A Chinese newspaper also reported an allegation from an unnamed person that Sanofi SA of France had paid around 1.7 million yuan ($276,200) in bribes to hundreds of doctors in China in 2007, a claim Sanofi said it took "very seriously".

The latest developments suggest Chinese investigations into bribery and over-pricing, which have so far centered on Britain's GlaxoSmithKline Plc (GSK) , may have a wide impact across the pharmaceuticals industry.

Novo said on Thursday that local Administration for Industry and Commerce (AIC) officials visited a production facility in Tianjin on August 1, adding there had been no visit at the company's head office in the country.

"We were asked to provide information regarding our operations in China," Chief Financial Officer Jesper Brandgaard told reporters as he presented second-quarter results.

"Whether this was a routine check or triggered by the (GSK) case reported recently in the media is not completely clear to us. However, the local AIC hasn't accused Novo Nordisk of any wrongdoing."

Chinese police have detained four Chinese executives of GSK and questioned at least 18 other staff amid allegations the drugmaker funneled up to 3 billion yuan ($489 million) to travel agencies to facilitate bribes to doctors and officials.

At the same time, the powerful National Development and Reform Commission is examining pricing by 60 local and international pharmaceutical companies.

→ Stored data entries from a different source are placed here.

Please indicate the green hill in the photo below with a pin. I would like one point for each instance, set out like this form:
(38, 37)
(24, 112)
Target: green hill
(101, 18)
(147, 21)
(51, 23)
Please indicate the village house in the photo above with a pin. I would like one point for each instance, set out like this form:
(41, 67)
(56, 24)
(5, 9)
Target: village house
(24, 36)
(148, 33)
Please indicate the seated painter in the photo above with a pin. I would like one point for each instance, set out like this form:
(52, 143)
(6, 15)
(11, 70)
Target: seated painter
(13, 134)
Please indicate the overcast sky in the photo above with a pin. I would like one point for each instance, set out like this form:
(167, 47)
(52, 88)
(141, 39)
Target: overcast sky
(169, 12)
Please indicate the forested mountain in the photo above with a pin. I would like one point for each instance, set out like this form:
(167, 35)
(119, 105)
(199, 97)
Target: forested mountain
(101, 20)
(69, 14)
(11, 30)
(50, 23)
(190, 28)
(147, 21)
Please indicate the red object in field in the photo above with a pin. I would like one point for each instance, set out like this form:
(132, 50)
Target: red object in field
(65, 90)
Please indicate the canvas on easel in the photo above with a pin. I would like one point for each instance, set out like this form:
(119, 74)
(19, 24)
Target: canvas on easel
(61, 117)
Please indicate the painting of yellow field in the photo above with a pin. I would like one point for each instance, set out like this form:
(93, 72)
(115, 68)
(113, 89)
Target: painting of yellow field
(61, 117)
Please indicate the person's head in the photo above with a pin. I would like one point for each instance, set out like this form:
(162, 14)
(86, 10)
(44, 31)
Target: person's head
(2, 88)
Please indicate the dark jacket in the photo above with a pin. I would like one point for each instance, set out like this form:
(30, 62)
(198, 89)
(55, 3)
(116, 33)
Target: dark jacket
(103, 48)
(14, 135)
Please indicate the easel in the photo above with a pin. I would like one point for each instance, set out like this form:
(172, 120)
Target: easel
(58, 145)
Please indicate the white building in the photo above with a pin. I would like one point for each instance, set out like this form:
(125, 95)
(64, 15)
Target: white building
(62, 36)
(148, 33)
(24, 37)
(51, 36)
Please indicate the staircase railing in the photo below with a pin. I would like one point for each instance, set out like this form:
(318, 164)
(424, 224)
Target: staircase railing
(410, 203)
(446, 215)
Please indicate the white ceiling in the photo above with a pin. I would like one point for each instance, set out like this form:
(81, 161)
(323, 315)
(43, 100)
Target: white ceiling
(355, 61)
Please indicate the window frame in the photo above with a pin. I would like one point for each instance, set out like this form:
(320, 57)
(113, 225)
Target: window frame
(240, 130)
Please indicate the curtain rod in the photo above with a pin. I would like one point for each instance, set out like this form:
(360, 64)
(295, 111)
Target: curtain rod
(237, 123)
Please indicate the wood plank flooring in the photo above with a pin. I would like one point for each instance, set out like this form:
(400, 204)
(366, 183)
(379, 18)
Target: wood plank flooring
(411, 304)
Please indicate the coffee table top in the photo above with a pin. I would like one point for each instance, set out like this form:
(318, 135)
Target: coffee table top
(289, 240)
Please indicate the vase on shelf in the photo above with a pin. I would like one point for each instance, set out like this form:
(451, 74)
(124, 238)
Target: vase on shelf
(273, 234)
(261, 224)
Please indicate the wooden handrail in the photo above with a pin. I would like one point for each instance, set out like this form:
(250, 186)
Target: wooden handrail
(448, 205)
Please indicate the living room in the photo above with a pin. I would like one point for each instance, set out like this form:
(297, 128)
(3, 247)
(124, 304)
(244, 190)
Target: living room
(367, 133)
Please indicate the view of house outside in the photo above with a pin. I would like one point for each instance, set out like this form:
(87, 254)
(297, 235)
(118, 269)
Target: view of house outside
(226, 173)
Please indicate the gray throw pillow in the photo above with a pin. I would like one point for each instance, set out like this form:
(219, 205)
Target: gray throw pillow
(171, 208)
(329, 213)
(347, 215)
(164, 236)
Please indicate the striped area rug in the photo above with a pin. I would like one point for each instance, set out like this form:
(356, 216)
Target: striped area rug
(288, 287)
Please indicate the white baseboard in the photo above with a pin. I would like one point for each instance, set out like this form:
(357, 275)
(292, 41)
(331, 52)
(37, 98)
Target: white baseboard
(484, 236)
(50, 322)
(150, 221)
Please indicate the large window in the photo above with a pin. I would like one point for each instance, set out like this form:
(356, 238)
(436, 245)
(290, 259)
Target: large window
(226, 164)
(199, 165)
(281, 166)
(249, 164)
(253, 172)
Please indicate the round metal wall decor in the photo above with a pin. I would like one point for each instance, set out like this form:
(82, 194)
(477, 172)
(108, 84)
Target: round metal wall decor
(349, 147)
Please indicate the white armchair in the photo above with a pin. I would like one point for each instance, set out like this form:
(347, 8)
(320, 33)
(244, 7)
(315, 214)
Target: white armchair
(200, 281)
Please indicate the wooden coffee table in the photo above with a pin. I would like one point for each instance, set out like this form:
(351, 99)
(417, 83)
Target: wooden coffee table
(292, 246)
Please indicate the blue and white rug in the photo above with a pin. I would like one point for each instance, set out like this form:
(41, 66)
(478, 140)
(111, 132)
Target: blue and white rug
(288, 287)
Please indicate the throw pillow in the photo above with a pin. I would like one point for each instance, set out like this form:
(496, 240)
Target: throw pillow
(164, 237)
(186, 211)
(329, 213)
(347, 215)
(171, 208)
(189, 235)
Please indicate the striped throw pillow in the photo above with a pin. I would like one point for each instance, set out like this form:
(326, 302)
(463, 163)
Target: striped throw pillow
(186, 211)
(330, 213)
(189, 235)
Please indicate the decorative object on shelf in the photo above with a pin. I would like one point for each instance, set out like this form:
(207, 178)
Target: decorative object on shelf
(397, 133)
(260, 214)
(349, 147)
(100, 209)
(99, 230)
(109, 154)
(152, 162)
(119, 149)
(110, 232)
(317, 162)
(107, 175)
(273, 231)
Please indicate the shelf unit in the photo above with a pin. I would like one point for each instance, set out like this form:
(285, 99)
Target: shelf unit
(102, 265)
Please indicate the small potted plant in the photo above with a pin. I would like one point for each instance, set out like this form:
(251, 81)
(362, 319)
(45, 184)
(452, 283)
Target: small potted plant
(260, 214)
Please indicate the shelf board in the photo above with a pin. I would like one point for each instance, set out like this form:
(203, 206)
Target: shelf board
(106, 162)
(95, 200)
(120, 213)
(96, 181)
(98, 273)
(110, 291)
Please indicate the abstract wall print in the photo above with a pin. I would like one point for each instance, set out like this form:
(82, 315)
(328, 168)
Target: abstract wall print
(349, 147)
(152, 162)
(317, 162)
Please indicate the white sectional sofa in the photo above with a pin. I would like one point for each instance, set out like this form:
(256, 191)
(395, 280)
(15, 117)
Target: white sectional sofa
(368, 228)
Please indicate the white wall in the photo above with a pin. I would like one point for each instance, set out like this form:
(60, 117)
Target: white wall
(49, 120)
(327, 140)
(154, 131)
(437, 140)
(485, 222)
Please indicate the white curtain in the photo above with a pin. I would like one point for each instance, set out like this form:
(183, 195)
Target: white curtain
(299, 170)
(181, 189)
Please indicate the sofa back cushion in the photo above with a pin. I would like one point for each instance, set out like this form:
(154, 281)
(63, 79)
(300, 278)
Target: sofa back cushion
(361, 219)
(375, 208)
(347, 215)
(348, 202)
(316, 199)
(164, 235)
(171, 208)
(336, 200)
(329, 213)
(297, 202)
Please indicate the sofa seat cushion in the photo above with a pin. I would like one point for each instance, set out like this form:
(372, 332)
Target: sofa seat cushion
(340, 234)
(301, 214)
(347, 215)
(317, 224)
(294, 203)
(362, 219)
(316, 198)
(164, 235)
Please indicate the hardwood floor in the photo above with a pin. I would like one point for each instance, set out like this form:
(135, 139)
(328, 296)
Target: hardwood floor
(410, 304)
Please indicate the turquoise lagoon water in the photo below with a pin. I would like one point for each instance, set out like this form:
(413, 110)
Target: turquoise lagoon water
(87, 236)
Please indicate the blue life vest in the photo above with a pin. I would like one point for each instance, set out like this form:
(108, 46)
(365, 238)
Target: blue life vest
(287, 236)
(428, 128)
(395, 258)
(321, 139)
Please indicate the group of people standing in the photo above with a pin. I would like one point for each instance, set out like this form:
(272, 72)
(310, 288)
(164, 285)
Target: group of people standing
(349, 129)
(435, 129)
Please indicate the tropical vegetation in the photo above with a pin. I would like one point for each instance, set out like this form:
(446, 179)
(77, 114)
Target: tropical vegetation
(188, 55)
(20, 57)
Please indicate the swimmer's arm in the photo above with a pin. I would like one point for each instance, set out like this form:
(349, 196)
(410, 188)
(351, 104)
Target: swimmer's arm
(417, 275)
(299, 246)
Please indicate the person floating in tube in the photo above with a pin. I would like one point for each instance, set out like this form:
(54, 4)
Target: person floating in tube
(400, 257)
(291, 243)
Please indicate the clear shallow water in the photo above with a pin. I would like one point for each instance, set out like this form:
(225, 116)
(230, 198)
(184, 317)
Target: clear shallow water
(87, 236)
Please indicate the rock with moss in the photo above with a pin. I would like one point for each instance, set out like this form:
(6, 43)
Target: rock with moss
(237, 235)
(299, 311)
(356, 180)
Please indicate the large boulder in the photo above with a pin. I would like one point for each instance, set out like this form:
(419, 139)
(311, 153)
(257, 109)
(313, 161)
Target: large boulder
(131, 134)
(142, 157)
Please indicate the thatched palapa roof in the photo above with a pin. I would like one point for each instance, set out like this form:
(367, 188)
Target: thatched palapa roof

AstraZeneca Plc , meanwhile, has had a sales executive detained in Shanghai, while Eli Lilly & Co and Belgium's UCB SA have also had visits to premises in China.

Industry analysts at Wells Fargo Securities, citing the views of a China expert with law firm Ropes & Gray, said the knock-on effect would be to crimp growth for multinational pharma companies in China, where the authorities are expected to push for harsher price controls.

As a result, the rate of growth for drug sales in the country could fall to around 10 percent a year from an historical 20 percent, they wrote in a research note.

NOVO RAISES OUTLOOK

For Novo investors, the potential problems in China were offset by the company's decision to raise its full-year guidance for a third time in six months, after double-digit sales growth in diabetes drug Victoza and modern insulin helped lift second-quarter operating profit above forecasts.

It now expects 2013 sales growth in local currencies of between 11 and 13 percent, compared with 9 to 11 percent previously. Its forecast for operating profit growth was increased to between 12 and 15 percent from around 10 percent.

"Given the tendency of management to beat and raise throughout the year, we expect consensus to move 1 to 2 percent upwards to the higher end of the new guidance range," said Deutsche Bank analyst Tim Race.

Shares in Novo rose 1.6 percent by 0815 GMT.

Profit growth was driven by a 12 percent increase in sales of modern insulins compared with the same quarter a year ago and a 25 percent rise in sales of diabetes drug Victoza.

Group sales rose 10 percent to 21.38 billion crowns, against an average 21.26 billion forecast in a Reuters poll.

The company said that based on feedback from the United States Food and Drug Administration (FDA) regarding the design of a cardiovascular outcomes trial for its new long-acting insulin Tresiba, it now expected to start the trial before the end of the year.

The additional trials for the drug follow a blow in the United States in February when the FDA refused to approve Tresiba and instead asked for extra tests to assess potential heart risks.

Earnings before interest and tax (EBIT) rose to 8.59 billion Danish crowns ($1.5 billion) in April-June from 7.65 billion in the second quarter last year, above an average 8.27 billion crowns forecast in a Reuters poll of analysts.